Below are the most common files you’ll encounter:
1. Model Weights
pytorch_model.bin
: Contains the model’s weights for PyTorch models. It is a serialized file that holds the parameters of the neural network.tf_model.h5
: TensorFlow’s version of the model weights.flax_model.msgpack
: For models built with the Flax framework, this file contains the model weights in a format used by JAX and Flax.onnx
: A subdirectory containing ONNX weights files in different quantization levels. They are the one our platform uses
2. Model Configuration
The config.json
file contains all the necessary configurations for the model architecture,
such as the number of layers, hidden units, attention heads, activation functions, and more.

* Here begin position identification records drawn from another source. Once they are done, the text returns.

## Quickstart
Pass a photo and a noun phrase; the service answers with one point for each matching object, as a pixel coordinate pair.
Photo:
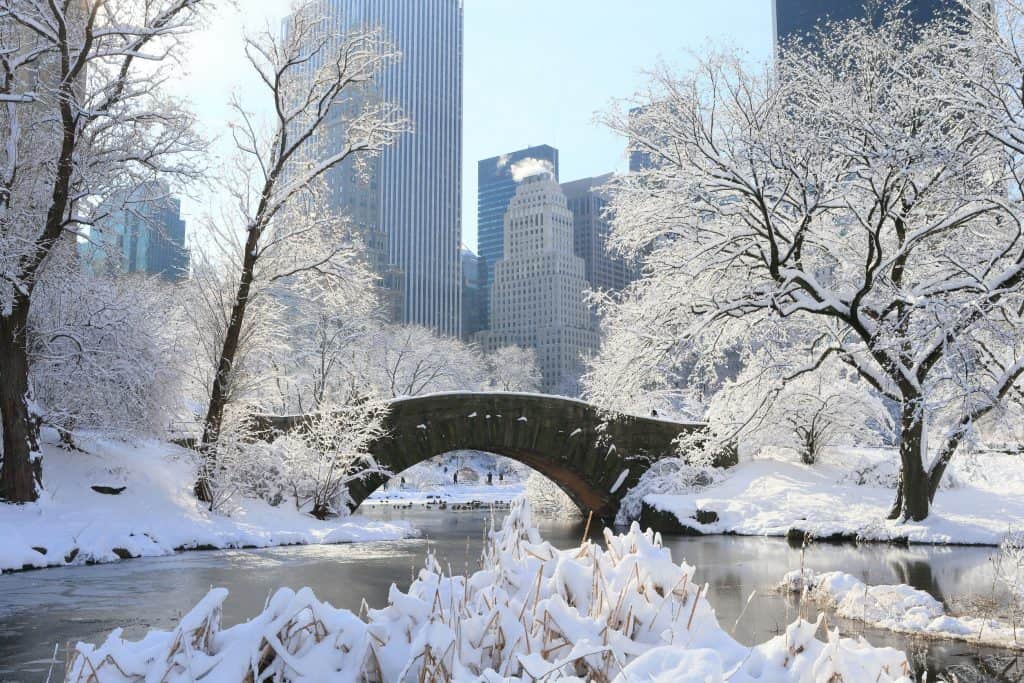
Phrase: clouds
(529, 166)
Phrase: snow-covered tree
(409, 360)
(309, 72)
(102, 351)
(330, 452)
(841, 191)
(83, 116)
(514, 369)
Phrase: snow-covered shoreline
(900, 608)
(624, 612)
(775, 498)
(155, 515)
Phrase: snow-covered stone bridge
(593, 456)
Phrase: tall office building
(142, 232)
(471, 282)
(793, 18)
(497, 178)
(603, 269)
(413, 193)
(537, 295)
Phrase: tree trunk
(219, 391)
(22, 471)
(913, 494)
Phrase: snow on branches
(848, 200)
(83, 117)
(623, 612)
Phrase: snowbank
(900, 608)
(771, 497)
(623, 613)
(156, 513)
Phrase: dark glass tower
(800, 17)
(603, 269)
(496, 187)
(408, 209)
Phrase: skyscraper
(470, 294)
(413, 194)
(143, 232)
(603, 269)
(537, 295)
(497, 178)
(800, 17)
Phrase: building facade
(603, 269)
(471, 285)
(409, 201)
(796, 18)
(497, 179)
(537, 295)
(142, 232)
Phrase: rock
(109, 491)
(665, 522)
(706, 516)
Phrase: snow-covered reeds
(625, 611)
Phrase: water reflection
(40, 608)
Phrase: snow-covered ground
(433, 481)
(451, 494)
(851, 495)
(156, 514)
(625, 612)
(900, 608)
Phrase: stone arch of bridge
(593, 455)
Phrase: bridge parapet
(594, 456)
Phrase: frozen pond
(40, 609)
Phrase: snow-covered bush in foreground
(626, 612)
(901, 608)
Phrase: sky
(537, 72)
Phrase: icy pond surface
(40, 609)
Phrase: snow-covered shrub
(232, 469)
(771, 404)
(670, 475)
(625, 612)
(328, 453)
(547, 499)
(1009, 564)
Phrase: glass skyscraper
(800, 17)
(496, 187)
(142, 232)
(413, 194)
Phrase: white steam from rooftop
(526, 167)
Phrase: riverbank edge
(821, 503)
(203, 548)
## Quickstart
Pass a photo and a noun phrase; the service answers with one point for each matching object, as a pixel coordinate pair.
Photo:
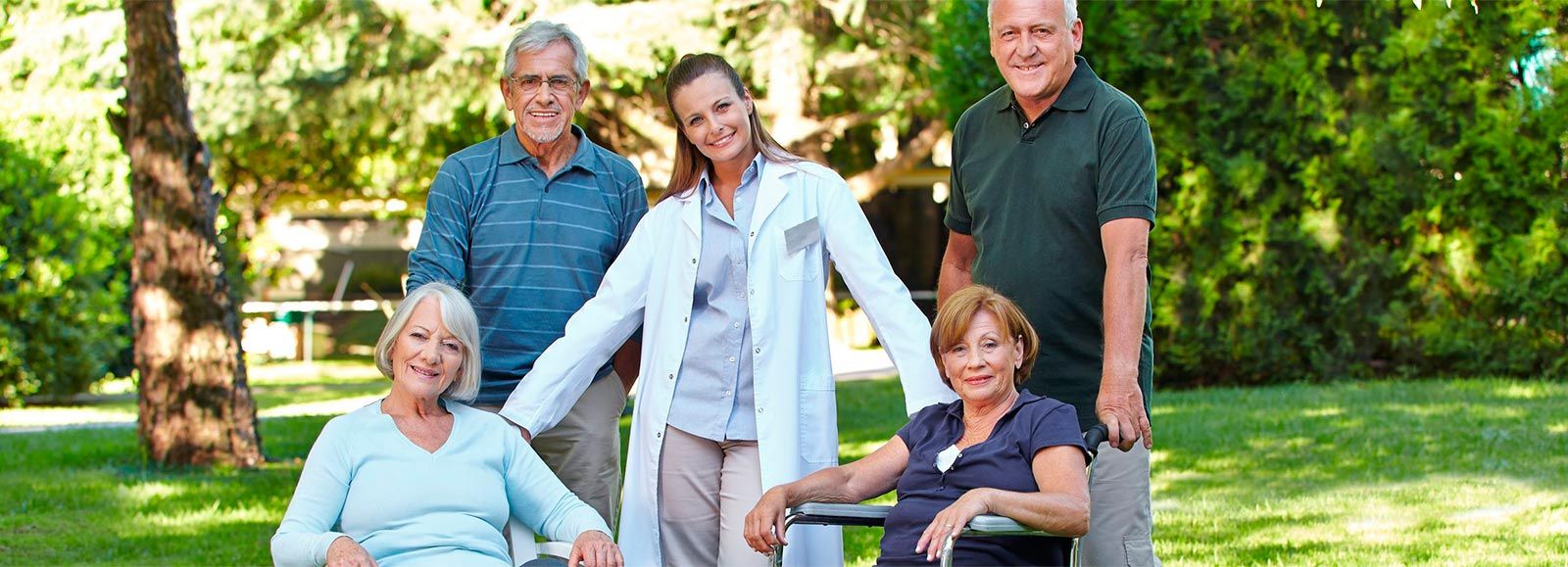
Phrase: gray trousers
(585, 449)
(1121, 524)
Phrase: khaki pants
(585, 449)
(1120, 530)
(706, 489)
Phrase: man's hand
(595, 548)
(1120, 407)
(349, 553)
(765, 522)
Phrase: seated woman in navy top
(996, 449)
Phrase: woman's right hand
(765, 522)
(349, 553)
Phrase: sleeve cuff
(956, 224)
(1128, 212)
(323, 543)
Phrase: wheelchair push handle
(1095, 436)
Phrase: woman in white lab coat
(726, 276)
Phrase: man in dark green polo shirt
(1053, 203)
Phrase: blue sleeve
(634, 203)
(308, 528)
(1053, 426)
(443, 248)
(540, 500)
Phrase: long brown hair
(690, 164)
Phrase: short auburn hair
(953, 324)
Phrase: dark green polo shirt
(1034, 199)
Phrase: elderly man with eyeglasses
(525, 224)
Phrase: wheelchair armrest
(825, 514)
(996, 525)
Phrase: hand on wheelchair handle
(765, 522)
(953, 522)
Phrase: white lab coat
(651, 284)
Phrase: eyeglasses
(530, 83)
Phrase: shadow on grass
(1387, 467)
(86, 496)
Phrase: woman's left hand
(953, 522)
(595, 548)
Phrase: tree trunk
(195, 407)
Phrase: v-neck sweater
(412, 506)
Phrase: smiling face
(1034, 47)
(980, 367)
(425, 355)
(717, 119)
(545, 113)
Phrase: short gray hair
(459, 316)
(1068, 8)
(538, 36)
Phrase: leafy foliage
(1350, 190)
(60, 298)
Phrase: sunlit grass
(1442, 472)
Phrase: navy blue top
(1004, 461)
(527, 250)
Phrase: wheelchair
(987, 525)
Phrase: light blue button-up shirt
(712, 397)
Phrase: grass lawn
(1440, 472)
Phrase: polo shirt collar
(1024, 397)
(512, 149)
(1074, 96)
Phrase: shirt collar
(512, 149)
(1074, 96)
(1024, 397)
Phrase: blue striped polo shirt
(527, 250)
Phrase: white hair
(538, 36)
(1068, 8)
(459, 316)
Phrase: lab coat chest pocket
(800, 253)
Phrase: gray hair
(1068, 8)
(538, 36)
(459, 316)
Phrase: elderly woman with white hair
(420, 478)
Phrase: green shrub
(62, 298)
(1353, 190)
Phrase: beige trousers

This allows the Hugging Face library to reconstruct the model exactly as it was defined.
3. Tokenizer Files
vocab.txt
orvocab.json
: Vocabulary files that map tokens (words, subwords, or characters) to IDs. Different tokenizers (BERT, GPT-2, etc.) will have different formats.tokenizer.json
: Stores the full tokenizer configuration and mappings.tokenizer_config.json
: This file contains settings that are specific to the tokenizer used by the model, such as whether it is case-sensitive or the special tokens it uses (e.g., [CLS], [SEP], etc.).
4. Preprocessing Files
special_tokens_map.json
: Maps the special tokens (like padding, CLS, SEP, etc.) to the token IDs used by the tokenizer.added_tokens.json
: If any additional tokens were added beyond the original vocabulary (like custom tokens or domain-specific tokens), they are stored in this file.
5. Training Metadata
training_args.bin
: Contains the arguments that were used during training, such as learning rates, batch size, and other hyperparameters. This file allows for easier replication of the training process.trainer_state.json
: Captures the state of the trainer, such as epoch information and optimizer state, which can be useful for resuming training.optimizer.pt
: Stores the optimizer’s state for PyTorch models, allowing for a resumption of training from where it left off.
6. Model Card
README.md
or model_card.json
. The model card provides documentation about the model, including details about its intended use, training data, performance metrics, ethical considerations, and any limitations. This can either be a README.md
or structured as a model_card.json
.
7. Tokenization and Feature Extraction Files
merges.txt
: For byte pair encoding (BPE) tokenizers, this file contains the merge operations used to split words into subwords.preprocessor_config.json
: Contains configuration details for any pre-processing or feature extraction steps applied to the input before passing it to the model.
Versioning
The revision field is used to determine what version of the model should be downloaded from the hub. You can start by serving the main branch but once you publish your model, you should start to version it.
The version scheme we use is pretty loose. It can be can be main or a version following a extended semver:
[v]MAJOR.MINOR[.PATCH][.(alpha|beta|pre|post|rc|)NUMBER]
We don’t provide any sorting function.
Examples:
v1.0
v2.3.4
1.2.1
1.0.0-beta1
1.0.0.alpha2
1.0.0.rc1
To version a model, you can push a tag on Hugging Face using git tag v1.0 && git push –tags and on the GCP bucket, create a new directory where you copy the model files.